Nella maggior parte delle persone la malattia di Parkinson è idiopatica ovvero non dovuta a cause esterne note. C’è una componente genetica importante poiché circa nel 15% delle persone affette c’è un riscontro patologico in un parente di primo grado. Il morbo di Parkinson non è una malattia rara, si colloca al secondo posto dopo il morbo di Alzheimer tra le malattie neurodegenerative e solo negli Stati Uniti ci sono fino a 60.000 nuove diagnosi ogni anno.

Lo sviluppo del morbo colpisce i neuroni, ciò avviene in una specifica zona del cervello chiamata substantia nigra, dove principalmente si produce dopamina, un neurotrasmettitore di impulsi tra cellule nervose. Più la malattia di Parkinson si afferma e minore è la quantità di dopamina prodotta quindi il corpo non riesce più a controllare le funzioni motorie e altre attività vengono inibite.

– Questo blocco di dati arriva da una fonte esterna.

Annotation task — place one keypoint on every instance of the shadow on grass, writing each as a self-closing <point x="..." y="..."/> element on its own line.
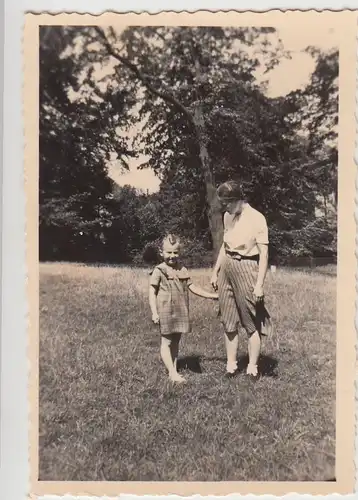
<point x="267" y="365"/>
<point x="191" y="363"/>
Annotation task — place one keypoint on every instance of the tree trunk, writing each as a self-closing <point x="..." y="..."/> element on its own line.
<point x="214" y="209"/>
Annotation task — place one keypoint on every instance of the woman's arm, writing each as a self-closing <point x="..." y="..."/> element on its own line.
<point x="153" y="303"/>
<point x="263" y="265"/>
<point x="219" y="260"/>
<point x="202" y="293"/>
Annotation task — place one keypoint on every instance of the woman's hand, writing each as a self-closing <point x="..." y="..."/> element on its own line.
<point x="258" y="293"/>
<point x="214" y="280"/>
<point x="155" y="319"/>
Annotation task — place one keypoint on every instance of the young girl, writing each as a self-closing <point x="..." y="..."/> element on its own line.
<point x="169" y="302"/>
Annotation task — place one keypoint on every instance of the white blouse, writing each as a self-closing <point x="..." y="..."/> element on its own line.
<point x="243" y="232"/>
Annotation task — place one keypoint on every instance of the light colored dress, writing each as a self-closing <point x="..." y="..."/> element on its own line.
<point x="172" y="287"/>
<point x="238" y="273"/>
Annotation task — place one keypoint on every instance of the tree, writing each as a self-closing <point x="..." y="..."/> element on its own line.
<point x="77" y="137"/>
<point x="174" y="68"/>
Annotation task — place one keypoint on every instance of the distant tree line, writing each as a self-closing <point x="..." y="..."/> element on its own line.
<point x="201" y="118"/>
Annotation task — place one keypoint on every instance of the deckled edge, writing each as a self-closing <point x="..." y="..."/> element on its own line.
<point x="234" y="496"/>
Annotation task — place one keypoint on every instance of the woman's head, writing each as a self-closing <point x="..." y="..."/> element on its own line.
<point x="230" y="196"/>
<point x="170" y="251"/>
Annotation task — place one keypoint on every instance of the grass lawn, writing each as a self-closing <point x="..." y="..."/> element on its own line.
<point x="108" y="413"/>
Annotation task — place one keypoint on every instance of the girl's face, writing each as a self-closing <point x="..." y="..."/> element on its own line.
<point x="171" y="253"/>
<point x="232" y="206"/>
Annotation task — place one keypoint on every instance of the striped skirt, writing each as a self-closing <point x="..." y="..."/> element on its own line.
<point x="236" y="282"/>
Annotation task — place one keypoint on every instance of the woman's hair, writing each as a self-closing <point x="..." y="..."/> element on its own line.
<point x="230" y="190"/>
<point x="172" y="239"/>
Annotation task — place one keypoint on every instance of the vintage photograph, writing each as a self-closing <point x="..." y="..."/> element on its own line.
<point x="187" y="245"/>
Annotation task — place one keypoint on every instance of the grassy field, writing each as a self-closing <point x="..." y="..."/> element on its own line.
<point x="107" y="411"/>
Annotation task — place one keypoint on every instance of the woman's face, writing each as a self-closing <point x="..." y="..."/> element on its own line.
<point x="232" y="206"/>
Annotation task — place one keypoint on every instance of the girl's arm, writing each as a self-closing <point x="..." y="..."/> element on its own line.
<point x="202" y="293"/>
<point x="153" y="303"/>
<point x="263" y="265"/>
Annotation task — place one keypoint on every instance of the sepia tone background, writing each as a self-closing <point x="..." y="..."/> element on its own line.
<point x="297" y="486"/>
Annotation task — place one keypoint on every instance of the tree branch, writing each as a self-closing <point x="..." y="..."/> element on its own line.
<point x="145" y="79"/>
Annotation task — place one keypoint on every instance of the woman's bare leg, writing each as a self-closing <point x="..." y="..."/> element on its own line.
<point x="231" y="344"/>
<point x="174" y="347"/>
<point x="254" y="347"/>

Intanto proliferano i corpi di Lewy, aggregati proteici anormali che si sviluppano nelle cellule nervose e ne causano il deterioramento.

Considerando che ci sono attualmente oltre 10 milioni di persone che hanno ricevuto diagnosi di malattia di Parkinson, che l’aspettativa di vita media è tra 7 e 14 anni e che attualmente non esiste una cura nota per la malattia, non stupisce l’interesse nei confronti del CBD come strumento di gestione dei sintomi di questo terribile morbo.

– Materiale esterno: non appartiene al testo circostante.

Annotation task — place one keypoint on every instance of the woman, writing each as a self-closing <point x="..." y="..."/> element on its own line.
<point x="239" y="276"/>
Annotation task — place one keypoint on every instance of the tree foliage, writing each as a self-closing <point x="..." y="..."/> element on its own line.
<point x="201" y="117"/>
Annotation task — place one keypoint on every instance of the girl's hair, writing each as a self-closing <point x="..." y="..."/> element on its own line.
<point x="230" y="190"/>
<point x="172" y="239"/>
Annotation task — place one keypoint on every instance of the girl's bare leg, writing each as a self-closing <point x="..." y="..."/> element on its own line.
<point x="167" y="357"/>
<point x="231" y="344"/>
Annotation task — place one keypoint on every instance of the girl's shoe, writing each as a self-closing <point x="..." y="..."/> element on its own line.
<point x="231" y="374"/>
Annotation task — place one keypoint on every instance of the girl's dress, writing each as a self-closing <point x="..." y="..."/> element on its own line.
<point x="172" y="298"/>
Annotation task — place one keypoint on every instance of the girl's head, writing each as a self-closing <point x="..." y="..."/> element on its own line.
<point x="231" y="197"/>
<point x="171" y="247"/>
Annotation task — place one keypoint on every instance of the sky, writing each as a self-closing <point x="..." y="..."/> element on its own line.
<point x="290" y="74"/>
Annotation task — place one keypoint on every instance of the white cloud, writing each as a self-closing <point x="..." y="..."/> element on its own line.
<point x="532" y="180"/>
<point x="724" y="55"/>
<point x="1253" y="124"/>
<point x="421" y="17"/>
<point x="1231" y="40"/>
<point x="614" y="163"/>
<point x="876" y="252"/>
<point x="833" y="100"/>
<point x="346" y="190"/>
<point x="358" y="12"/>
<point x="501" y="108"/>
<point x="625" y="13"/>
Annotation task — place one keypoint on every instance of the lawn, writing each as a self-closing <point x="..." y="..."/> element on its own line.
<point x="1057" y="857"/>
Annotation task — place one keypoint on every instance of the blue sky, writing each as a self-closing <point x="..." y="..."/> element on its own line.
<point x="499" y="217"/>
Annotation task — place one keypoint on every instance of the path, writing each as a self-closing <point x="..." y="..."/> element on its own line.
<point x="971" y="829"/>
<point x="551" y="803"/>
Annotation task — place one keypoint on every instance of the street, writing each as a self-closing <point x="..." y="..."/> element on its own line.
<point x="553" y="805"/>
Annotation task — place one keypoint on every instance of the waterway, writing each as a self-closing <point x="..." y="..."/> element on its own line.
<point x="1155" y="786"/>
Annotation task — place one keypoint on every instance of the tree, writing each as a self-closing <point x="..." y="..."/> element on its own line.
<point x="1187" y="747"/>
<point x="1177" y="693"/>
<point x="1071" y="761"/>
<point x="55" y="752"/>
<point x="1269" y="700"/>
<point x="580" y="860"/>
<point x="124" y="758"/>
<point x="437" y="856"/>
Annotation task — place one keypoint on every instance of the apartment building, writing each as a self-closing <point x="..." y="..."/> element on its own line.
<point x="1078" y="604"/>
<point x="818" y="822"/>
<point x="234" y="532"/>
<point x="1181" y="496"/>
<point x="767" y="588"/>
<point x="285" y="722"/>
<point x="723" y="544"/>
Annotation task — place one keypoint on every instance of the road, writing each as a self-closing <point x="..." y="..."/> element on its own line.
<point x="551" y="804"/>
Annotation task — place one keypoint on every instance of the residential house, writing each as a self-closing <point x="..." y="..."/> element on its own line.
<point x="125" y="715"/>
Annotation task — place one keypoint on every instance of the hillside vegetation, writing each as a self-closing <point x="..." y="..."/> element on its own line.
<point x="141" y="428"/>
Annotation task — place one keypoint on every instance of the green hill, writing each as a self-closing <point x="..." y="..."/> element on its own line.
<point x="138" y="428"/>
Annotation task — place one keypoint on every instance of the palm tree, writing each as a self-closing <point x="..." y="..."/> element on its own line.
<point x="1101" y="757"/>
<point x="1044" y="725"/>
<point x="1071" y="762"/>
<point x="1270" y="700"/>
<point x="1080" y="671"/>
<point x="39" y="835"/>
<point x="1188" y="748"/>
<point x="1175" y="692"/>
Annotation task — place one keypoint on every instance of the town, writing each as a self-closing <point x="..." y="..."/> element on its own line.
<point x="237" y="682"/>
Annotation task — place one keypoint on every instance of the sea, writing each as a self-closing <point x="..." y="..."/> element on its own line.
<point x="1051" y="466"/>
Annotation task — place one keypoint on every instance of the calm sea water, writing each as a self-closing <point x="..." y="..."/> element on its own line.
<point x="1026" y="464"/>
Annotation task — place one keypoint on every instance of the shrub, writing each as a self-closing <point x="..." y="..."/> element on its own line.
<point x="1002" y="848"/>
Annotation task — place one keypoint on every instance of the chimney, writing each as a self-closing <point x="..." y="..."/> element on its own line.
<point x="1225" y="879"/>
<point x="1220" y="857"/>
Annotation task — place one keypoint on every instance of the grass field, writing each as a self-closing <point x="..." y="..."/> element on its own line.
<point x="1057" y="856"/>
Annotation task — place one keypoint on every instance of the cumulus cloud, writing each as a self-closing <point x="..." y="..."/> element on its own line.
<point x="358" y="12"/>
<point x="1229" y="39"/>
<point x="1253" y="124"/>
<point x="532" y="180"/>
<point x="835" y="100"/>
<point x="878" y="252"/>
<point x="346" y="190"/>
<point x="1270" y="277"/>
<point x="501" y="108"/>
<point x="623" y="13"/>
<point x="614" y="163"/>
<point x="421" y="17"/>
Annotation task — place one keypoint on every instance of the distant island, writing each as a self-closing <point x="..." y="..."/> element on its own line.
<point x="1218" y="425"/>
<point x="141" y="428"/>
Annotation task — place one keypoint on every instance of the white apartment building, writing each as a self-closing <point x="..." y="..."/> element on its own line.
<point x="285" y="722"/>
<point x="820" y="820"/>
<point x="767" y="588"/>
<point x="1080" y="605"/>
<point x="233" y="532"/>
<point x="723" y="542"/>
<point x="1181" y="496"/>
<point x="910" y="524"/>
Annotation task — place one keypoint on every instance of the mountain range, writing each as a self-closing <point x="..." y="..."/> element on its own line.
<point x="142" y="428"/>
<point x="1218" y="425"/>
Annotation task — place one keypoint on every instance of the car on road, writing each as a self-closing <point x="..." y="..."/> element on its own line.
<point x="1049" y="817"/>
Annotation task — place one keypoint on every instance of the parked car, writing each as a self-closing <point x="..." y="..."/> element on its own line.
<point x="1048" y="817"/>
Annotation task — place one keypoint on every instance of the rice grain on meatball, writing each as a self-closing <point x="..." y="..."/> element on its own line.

Sintomi del morbo di Parkinson

  • Tremore
  • Rallentamento dei movimenti (di tipo progressivo) e rigidità muscolare
  • Postura ed equilibrio compromessi
  • Parlata strana, difficoltosa, rallentata o con dai contenuti non congruenti, improbabili
  • Difficoltà nella scrittura (spesso la grafia diventa molto piccola)
  • Perdita di alcuni movimenti automatici (mimica facciale ad esempio)
  • Ragionamento confuso fino alla demenza
  • Mancanza di sonno, scatti d’ira, ansia, depressione grave

CBD per la gestione del Parkinson
Studi recenti dimostrano che il CBD può effettivamente essere utile per il trattamento di molti dei sintomi associati al morbo di Parkinson. In particolare può aiutare a ridurre le difficoltà di movimento, i disturbi depressivi/ansiosi e la mancanza di sonno migliorando notevolmente la qualità della vita di chi soffre di questa patologia.

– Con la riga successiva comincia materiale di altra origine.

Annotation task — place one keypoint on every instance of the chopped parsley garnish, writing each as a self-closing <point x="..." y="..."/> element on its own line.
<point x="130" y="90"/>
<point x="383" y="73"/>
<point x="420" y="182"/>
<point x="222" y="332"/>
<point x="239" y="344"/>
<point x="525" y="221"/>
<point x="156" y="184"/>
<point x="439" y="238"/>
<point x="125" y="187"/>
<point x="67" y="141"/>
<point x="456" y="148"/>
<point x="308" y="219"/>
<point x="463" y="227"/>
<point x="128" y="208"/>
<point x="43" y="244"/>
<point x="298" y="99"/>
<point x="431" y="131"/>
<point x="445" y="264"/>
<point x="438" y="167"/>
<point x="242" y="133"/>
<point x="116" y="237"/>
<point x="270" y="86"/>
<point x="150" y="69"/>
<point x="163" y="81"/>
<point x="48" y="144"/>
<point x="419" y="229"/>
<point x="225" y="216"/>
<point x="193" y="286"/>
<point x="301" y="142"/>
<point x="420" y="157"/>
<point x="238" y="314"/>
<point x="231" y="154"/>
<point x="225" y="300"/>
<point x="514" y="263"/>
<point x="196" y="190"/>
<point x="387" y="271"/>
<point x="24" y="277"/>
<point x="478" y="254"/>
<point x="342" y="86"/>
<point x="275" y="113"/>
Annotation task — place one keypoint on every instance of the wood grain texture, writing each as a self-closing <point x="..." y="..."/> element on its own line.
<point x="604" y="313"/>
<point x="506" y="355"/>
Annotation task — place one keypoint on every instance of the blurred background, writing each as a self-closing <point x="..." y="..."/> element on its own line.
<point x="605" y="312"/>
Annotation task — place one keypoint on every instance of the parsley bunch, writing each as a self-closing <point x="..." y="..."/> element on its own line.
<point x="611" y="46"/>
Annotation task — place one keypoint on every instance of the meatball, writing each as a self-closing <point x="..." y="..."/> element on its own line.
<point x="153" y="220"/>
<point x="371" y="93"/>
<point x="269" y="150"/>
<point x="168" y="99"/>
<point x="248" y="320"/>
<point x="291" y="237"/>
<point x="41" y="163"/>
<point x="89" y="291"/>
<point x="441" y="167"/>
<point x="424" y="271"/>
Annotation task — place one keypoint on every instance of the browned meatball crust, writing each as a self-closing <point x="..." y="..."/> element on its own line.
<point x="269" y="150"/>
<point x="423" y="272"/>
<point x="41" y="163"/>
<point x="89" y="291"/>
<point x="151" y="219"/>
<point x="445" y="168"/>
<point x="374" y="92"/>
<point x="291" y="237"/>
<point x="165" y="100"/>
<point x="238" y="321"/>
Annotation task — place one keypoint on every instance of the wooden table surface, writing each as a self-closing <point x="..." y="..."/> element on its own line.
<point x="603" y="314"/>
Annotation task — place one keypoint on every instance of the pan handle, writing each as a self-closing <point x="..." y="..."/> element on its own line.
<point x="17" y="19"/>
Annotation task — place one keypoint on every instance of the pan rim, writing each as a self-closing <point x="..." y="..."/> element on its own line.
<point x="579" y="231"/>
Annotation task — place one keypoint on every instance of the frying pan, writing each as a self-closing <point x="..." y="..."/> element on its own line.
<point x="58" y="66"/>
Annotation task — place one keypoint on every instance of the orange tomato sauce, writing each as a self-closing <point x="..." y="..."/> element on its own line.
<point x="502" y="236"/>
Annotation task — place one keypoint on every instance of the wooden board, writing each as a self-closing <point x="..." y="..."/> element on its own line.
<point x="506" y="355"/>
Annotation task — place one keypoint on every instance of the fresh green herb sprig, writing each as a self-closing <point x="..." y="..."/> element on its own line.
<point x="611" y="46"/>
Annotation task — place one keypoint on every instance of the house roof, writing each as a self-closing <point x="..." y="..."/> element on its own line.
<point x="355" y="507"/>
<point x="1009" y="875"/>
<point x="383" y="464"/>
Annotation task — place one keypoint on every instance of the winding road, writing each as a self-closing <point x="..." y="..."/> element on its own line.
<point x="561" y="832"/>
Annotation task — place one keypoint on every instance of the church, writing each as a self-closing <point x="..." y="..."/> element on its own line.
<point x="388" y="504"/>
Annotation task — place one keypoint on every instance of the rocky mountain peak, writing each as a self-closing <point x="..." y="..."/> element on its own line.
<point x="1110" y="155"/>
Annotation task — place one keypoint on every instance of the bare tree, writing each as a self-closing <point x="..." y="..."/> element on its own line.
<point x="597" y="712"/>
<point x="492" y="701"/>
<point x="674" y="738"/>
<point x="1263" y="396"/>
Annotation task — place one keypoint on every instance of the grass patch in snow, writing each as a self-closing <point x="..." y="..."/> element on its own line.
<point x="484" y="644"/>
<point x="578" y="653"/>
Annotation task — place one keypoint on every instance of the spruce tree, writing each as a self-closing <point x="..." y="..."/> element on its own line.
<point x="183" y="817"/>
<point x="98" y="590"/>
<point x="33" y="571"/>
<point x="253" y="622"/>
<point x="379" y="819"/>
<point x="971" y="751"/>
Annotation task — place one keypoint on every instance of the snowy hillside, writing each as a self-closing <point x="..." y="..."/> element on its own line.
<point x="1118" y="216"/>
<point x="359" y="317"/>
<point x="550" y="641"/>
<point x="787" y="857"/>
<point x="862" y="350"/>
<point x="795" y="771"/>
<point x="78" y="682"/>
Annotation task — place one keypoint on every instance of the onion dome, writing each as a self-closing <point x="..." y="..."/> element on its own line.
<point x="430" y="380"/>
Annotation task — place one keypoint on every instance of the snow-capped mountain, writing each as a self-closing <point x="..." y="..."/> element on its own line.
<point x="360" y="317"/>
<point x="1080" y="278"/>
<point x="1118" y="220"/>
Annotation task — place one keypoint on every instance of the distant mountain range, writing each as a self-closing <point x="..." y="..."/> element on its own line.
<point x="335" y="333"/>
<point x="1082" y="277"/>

Questo studio pubblicato sulla banca dati scientifica PubMed condotto in Brasile dimostra che il trattamento con cannabidiolo somministrato giornalmente può migliorare la qualità della vita dei pazienti. I ricercatori hanno somministrato CBD in capsule di gelatina per 6 settimane in tre dosaggi a gruppi diversi di pazienti: 300mg al giorno, 75mg al giorno e un placebo per il controllo. I pazienti che hanno riportato un evidente miglioramento di salute sono ovviamente quelli della prima categoria.

Diversi altri studi (come ad esempio questo) trattano le potenzialità del CBD nel ridurre le difficoltà motorie nel Parkinson, quelle indotte dalla malattia o dalle pesanti cure farmaceutiche alla quale molti pazienti vengono sottoposti.

Si tratta però di studi che analizzano un numero limitato di casi o che non danno risultati definitivi ma che suggeriscono di proseguire e approfondire le valutazioni con indagini di maggiore portata. Attualmente sono quindi necessarie ulteriori ricerche per comprendere quanto il CBD possa essere d’aiuto nella gestione del discomfort da Parkinson, delle complicazioni e della progressione della malattia. Ma quello che è sicuro è che questa strada non deve venire abbandonata dai ricercatori perché il cannabidiolo è davvero promettente, sia per il Parkinson che per molte altre malattie neurodegenerative.